Many are trying to embrace the digital shift. Both Glamour and Seventeen just announced they will be discontinuing print editions starting in the new year. Teen Vogue has been digital-only for a while. Others are trying to stay afloat.
But Rookie was the rookie — it straddled the line between being a digital zine and an online magazine. It was as mainstream as an alternative publication could get without becoming mainstream. It never sold out, but it was big enough that you could bet another something-teen with a New Yorker bag had heard of it.
Rookie was one of the publications that inspired me to start my own online magazine, Shredded, with the help of 14 East associate editor Megan Stringer and others. We were inexperienced, impassioned, ambitious rookies. If other young women were doing it, why couldn’t we? Even if it only lasted a little over a year, Shredded remains my greatest, fondest and most personal achievement.
I understand the nature of DIY (do-it-yourself, independent arts separate from corporate production) isn’t meant to last. Sometimes, that’s what makes it so great. DIY projects, whether they be publications, music or art movements, predicate themselves on a here-today, gone-tomorrow concept. Rookie was no different. Just like adolescence, it wasn’t meant to last forever.
It is the same decision Shredded had to grapple with as a small online magazine — we wanted it to grow with its community, to become larger than ourselves, but as you evolve so do your interests. In the editor’s letter, Gevinson, now 22, said she wanted “time and space to go deeper into an idea,” such as writing or acting. Megan and I chose journalism (so, writing, in a sense). Even if a publication feels ethereal, everlasting, there are tangible people responsible for turning the finite infinite.
As disheartened as I am about the magazine’s folding, I can’t help but agree with Gevinson’s decision to keep Rookie true to its DIY ethos. What was great about it was that it wasn’t corporate, it wasn’t clean; it was real-life teens sharing their real-life experience, pain and understanding, in an effort to connect with their peers also trying to navigate coming of age.

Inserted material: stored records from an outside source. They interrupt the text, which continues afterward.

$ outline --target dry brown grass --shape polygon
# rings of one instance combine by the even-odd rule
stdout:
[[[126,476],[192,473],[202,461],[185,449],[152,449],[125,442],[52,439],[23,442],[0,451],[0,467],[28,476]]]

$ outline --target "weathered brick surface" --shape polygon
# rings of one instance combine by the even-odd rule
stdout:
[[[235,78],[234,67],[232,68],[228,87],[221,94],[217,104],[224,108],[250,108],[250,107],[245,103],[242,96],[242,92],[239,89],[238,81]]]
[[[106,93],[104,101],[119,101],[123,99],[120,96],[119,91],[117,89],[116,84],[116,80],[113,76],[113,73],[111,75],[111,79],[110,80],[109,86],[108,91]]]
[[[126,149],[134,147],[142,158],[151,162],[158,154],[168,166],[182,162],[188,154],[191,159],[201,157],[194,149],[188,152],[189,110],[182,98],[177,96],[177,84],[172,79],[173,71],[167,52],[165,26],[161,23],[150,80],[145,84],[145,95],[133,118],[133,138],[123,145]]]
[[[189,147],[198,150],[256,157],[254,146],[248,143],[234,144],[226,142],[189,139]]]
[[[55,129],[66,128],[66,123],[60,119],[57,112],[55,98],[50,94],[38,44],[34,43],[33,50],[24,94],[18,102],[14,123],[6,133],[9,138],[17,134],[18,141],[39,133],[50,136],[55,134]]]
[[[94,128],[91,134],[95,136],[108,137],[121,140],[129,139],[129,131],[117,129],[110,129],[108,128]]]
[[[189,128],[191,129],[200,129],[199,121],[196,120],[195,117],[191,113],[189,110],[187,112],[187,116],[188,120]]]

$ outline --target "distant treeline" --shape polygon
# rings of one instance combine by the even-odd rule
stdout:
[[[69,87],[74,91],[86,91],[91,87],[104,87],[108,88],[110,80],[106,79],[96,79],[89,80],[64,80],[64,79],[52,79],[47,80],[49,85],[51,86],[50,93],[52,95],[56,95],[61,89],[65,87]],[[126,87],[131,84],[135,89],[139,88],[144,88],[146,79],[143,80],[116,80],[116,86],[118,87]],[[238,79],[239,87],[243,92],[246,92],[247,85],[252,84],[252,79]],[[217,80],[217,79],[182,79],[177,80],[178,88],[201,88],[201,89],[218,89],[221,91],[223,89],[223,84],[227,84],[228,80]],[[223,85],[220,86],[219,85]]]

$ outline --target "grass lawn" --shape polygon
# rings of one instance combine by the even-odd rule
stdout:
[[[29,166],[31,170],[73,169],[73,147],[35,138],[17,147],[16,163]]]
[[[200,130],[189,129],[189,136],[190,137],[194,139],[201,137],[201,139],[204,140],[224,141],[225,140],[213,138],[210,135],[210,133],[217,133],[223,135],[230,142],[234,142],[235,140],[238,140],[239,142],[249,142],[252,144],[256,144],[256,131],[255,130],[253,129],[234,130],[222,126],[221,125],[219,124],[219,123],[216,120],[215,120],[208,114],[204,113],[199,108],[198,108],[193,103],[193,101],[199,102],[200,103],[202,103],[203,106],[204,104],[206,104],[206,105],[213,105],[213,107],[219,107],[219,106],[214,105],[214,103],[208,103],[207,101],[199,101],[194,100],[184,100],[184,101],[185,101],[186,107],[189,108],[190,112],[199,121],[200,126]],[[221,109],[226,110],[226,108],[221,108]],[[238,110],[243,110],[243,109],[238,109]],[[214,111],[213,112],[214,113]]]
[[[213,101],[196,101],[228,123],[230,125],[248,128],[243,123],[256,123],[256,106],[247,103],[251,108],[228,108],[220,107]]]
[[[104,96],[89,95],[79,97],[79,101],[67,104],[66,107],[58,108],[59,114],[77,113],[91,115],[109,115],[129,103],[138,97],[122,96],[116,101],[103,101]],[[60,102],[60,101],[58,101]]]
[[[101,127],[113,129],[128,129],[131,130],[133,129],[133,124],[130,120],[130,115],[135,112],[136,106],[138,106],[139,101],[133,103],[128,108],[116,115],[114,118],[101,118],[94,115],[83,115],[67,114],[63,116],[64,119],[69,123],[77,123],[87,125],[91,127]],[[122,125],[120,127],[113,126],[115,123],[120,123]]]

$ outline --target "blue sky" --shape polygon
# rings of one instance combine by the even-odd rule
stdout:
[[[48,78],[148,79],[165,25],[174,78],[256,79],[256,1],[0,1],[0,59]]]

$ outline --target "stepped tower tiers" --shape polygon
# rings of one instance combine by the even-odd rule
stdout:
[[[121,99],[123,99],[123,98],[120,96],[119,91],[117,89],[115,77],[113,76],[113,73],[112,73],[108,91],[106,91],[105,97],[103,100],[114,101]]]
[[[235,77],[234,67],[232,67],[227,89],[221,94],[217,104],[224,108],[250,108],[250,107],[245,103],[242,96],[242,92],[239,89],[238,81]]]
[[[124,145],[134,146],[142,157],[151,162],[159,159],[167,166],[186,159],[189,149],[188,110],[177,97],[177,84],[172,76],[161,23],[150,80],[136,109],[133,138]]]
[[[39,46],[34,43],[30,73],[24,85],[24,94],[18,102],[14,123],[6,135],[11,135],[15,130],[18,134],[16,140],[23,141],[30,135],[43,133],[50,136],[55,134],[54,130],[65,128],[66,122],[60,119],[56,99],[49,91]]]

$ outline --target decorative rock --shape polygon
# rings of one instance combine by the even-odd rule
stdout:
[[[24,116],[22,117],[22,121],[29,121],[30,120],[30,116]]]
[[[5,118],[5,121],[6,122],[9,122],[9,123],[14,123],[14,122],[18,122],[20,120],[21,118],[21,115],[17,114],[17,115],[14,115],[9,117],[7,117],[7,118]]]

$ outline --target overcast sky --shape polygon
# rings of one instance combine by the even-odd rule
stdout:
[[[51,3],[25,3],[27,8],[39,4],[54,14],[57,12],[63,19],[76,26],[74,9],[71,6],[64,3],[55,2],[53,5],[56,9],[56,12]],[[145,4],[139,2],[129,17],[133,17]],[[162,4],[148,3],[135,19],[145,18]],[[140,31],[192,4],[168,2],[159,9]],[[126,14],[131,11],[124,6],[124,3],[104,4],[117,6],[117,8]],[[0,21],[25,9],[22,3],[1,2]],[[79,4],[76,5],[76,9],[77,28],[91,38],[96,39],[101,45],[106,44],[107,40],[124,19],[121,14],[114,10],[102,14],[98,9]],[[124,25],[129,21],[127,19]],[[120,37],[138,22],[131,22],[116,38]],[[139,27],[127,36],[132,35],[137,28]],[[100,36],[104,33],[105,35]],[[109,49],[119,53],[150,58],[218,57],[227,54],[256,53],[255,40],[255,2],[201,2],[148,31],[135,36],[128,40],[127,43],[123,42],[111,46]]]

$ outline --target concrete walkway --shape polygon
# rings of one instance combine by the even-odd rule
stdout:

Life is like an ongoing documentary, and sometimes the most you can do is hope to take a screenshot of your favorite scenes.
It’s now 2018, four years after my first visit to the site. I’ve graduated college and am now working on my master’s degree. I am an official adult which means being responsible for myself and moving on to big-girl dreams and realities (even though I still can’t rent a car, really?). I might still align with Rookie, its ethos and its audience, but I’ve grown up. So has Gevinson. So has the magazine, whether its readers want it to or not.
In her first editor’s letter, posted on September 1, 2011, Gevinson said that Rookie was never meant to be a quintessential how-to guide, but rather a space for teens to grow in their own way. She kicks off the magazine’s first issue, Beginnings, by ending, “From here, write your own handbook.” I guess that is what we are to do now.
Rookie was a warm hug, a braces-filled smile, advice from an older sister, a middle school sleepover. Rookie was the underdog, and you always root for the underdog.